We live in a fast-paced society. It seems that new technological advances happen every day. We see commercials for better cars, new TV sets, super fast phones (which are pretty much computers in our pockets). I think some of the expectations are transferring to the medical care. Patients expect a fast fix for most diseases. They ask: doctor, do you have a pill to fix this or that? Or an injection, or maybe a surgery?
I think it is worth trying to look at the bigger picture. The time scale in biology is very different than in technology. Little changes happen in our bodies every second and some times these little changes accumulate over many years to cause a disease. Furthermore, we do not live suspended in a vacuum. We interact with our environment; we are part of the environment. During history different trends in medicine tried to make sense of the bigger picture. In 1960 George Engel published “A Unified Concept of Health and Disease”, a paper that I would recommend to everybody (it was recommended to me in a book by Lorimer Moseley and David Butler). George Engel promoted the biopsychoscial model of disease. He criticized the medical practice at that time, medical practice which is still the same today. A few key paragraphs from his paper:
“To be able to think of disease as an entity, separate from man and caused by an identifiable substance, apparently has great appeal to the human mind. Perhaps the persistence of such views in medicine reflects the operation of psychological processes to protect the physician from the emotional implications of the material with which he deals.”
“Patients, certainly, regardless of their level of education and sophistication, prefer to blame their illness on something they "caught" or ate or that happened to them and to think of disease as something apart.”
“A disease, then, has substantive qualities, and the patient can be cured if the diseased ("bad") part is removed. That this often proves to be the case, as attested to by the successes of surgery, is actually not evidence for the validity of such a point of view”

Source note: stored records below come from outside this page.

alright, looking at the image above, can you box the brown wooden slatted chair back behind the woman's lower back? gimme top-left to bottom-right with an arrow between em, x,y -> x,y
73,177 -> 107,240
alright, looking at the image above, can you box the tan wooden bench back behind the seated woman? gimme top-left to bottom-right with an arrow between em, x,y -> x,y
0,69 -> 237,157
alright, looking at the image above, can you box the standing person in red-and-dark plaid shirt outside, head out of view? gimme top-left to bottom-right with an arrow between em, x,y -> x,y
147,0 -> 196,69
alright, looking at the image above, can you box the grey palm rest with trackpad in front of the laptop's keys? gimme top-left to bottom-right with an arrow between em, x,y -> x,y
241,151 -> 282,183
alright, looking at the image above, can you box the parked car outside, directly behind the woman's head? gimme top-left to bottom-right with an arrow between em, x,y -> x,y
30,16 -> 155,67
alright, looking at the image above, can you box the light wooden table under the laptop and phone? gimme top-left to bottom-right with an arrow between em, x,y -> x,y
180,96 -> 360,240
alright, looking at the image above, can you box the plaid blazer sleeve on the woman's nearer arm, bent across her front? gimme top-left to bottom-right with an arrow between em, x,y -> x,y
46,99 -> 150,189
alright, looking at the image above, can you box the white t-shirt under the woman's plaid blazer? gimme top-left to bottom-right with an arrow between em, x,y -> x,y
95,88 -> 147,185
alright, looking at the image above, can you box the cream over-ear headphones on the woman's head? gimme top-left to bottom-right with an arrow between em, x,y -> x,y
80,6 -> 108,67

In more recent times the trendy terms are mind-body medicine and integrative medicine. I would argue that both of these new terms are trying to accomplish the same thing as the biopsychosocial model, take the patient as a whole person interacting with the environment. Diseases are caused by a combination of genetic factors, lifestyle and environment. At this point we cannot control most genetic factors, but we have the power to change the lifestyle and the environment. However, changes come through education and with effort. Last national program with meaningful results was the campaign against smoking. Since then other issues took over, one of the most important being the obesity.
Once a disease develops I think it is worth looking again at the cause of the disease and work very hard to change the contributing factors. Also we have to be cognizant that it will take time to reverse biological processes. Usually a disease does not develop overnight and the solution takes time too. This is what I would call slow medicine. Of course, there are medications we can give to patients in the meantime, but the medications should be only a short term solution for most conditions. Medications have many predictable and unpredictable side effects: see my blog post (Side effects of medications). Small incremental positive changes for long term benefit are not that appealing in the current culture. I think we really need a change in culture. In my case I treat chronic pain conditions. I have many patients who come to me and say they had pain for over 10 years. At this point their whole nervous system is changed, their social lives are different, their psychological status is different. One medication or injection is not going to change everything. I tell them that there are things I can do for them (e.g medications, procedures, referral to physical therapy/psychology) and there are things they can do for themselves (e.g. lifestyle changes, weight loss, healthy diet, quit smoking, participate in physical therapy/psychology). We will work together as a team and manage their pain.
The other type of medicine I would call fast medicine. This is very dramatic and appealing to the doctors/patients/general public. Fast medicine includes surgeries, treatment of cancer, curing of possibly deadly infectious diseases. There is definitely a place for fast medicine, we need it. I love fast medicine myself. I am an anesthesiologist and enjoy practicing fast medicine in the OR, fixing things fast. It is very rewarding. Every now and then I am blown away by what fast medicine can accomplish. Recently I read this article in the journal Nature: “Regeneration of the entire human epidermis using transgenic stem cells” (Nature volume 551, pages 327–332, for a general public version of the story here). Basically they had this kid with a genetic disease (Junctional epidermolysis bullosa) that involves the skin (superficial layer called epidermis) and mucosa. His skin had a lot of wounds (60% of his epidermis was lost). They took biopsies from his skin, engineered his skin stem cells to get rid of the genetic mutation, grew epidermis in the lab and transplanted it on the kid. In the end, they were successful in replacing 98% of his skin. It felt like reading a Sci-Fi short novel, truly remarkable stuff. But in the big picture if they stop here it will still be a failure. First, they did not fix his mucosa. Then, the kid likely has already tremendous psychological baggage and that is likely true about his parents. His social situation is also different after living with this disease.
In the big picture we have to understand when to use fast medicine approaches and when to use slow medicine approaches. I would argue that fast medicine needs slow medicine to take over afterwards and look at what caused the situation to occur in the first place, reverse what can be reversed and take care of the long term consequences.